The next day (in Chapter Thirty) Jurgis visits Elzbieta and is no longer embarrassed or ashamed for leaving them. He tells her about his interest in socialism, but she is impervious to it. She is only concerned that he is looking for work and will be willing to contribute to the family fund.
After a week of searching, Jurgis is employed as a porter in a small hotel. He learns from Ostrinski that the owner (Tommy Hinds) is state organizer of the socialist party and has been a member for eight years. When Hinds discovers the details of Jurgis’s previous work in Packingtown, he encourages him to speak to the guests about it - in particular the western cattlemen who stay over.

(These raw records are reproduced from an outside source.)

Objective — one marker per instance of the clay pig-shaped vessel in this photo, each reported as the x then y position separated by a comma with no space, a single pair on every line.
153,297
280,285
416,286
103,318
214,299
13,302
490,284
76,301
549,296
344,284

Jurgis continues to be interested in socialism and is driven to seek further knowledge and begins to read more. He also attends more meetings including one with a young author whose adventures in the Klondike and London are comparable to those of Jack London.
He also reads the weekly socialist ‘propaganda’ paper, ‘Appeal to Reason’, and helps to give these out in Packingtown in order to undo his work for Mike Scully.
In the final chapter, it is related how Jurgis now stays with Elzbieta who is sick and her children who are now wild and unruly. Socialism gives him solace for these problems. He also tells Marija that does not have to work as a prostitute any longer as he will support the family, but she refuses and says she is not fit to do anything else now.
The narrative shifts to a meeting of sorts at Fisher’s home. Fisher is a millionaire who has given his time over to do settlement work. Whilst there, he listens to Schliemann talk. This former university professor criticizes religion and the institution of marriage and compares it to a form of prostitution for women. Another guest, Lucas, defends Jesus as a ‘class conscious workingman’. Schliemann then speaks of how, after the revolution, there will be independent, self-governing communities and goes on to advocate the idea of co-operatives. He also outlines the drudgery of housework and prefers the idea of collective work including farming.
The final part of the novel is set on election night once more. Jurgis and his fellow workers rush to the meeting hall and listen to the marked increases in socialist votes across the country. One of the most surprising events is the dramatic increase in socialist votes in the stockyards. In just over a year, it has risen from five hundred to six thousand three hundred; the Democrats won with eight thousand eight hundred. An orator at the meeting stresses how Chicago now leads the way in socialist voting. The novel ends with the crowd being urged to not rest on their laurels, and the words ‘Chicago will be ours!’
These last four chapters detail Jurgis’s discovery and understanding of socialist thinking. This ending fits with the socialist methodology that has been applied throughout the novel. The effects of capitalism have been seen to destroy Jurgis’s family and his own morals. His turn to socialism is, then, the only possible form of a happy ending that could be used. Because this is a somewhat didactic work, in that it is teaching the readers how wage slavery is corrupt and life endangering, Jurgis’s sense of transformation now that he understands socialist thinking is another lesson for the readers to learn. If Jurgis can be helped to improve his life with a faith in socialism, so can anybody.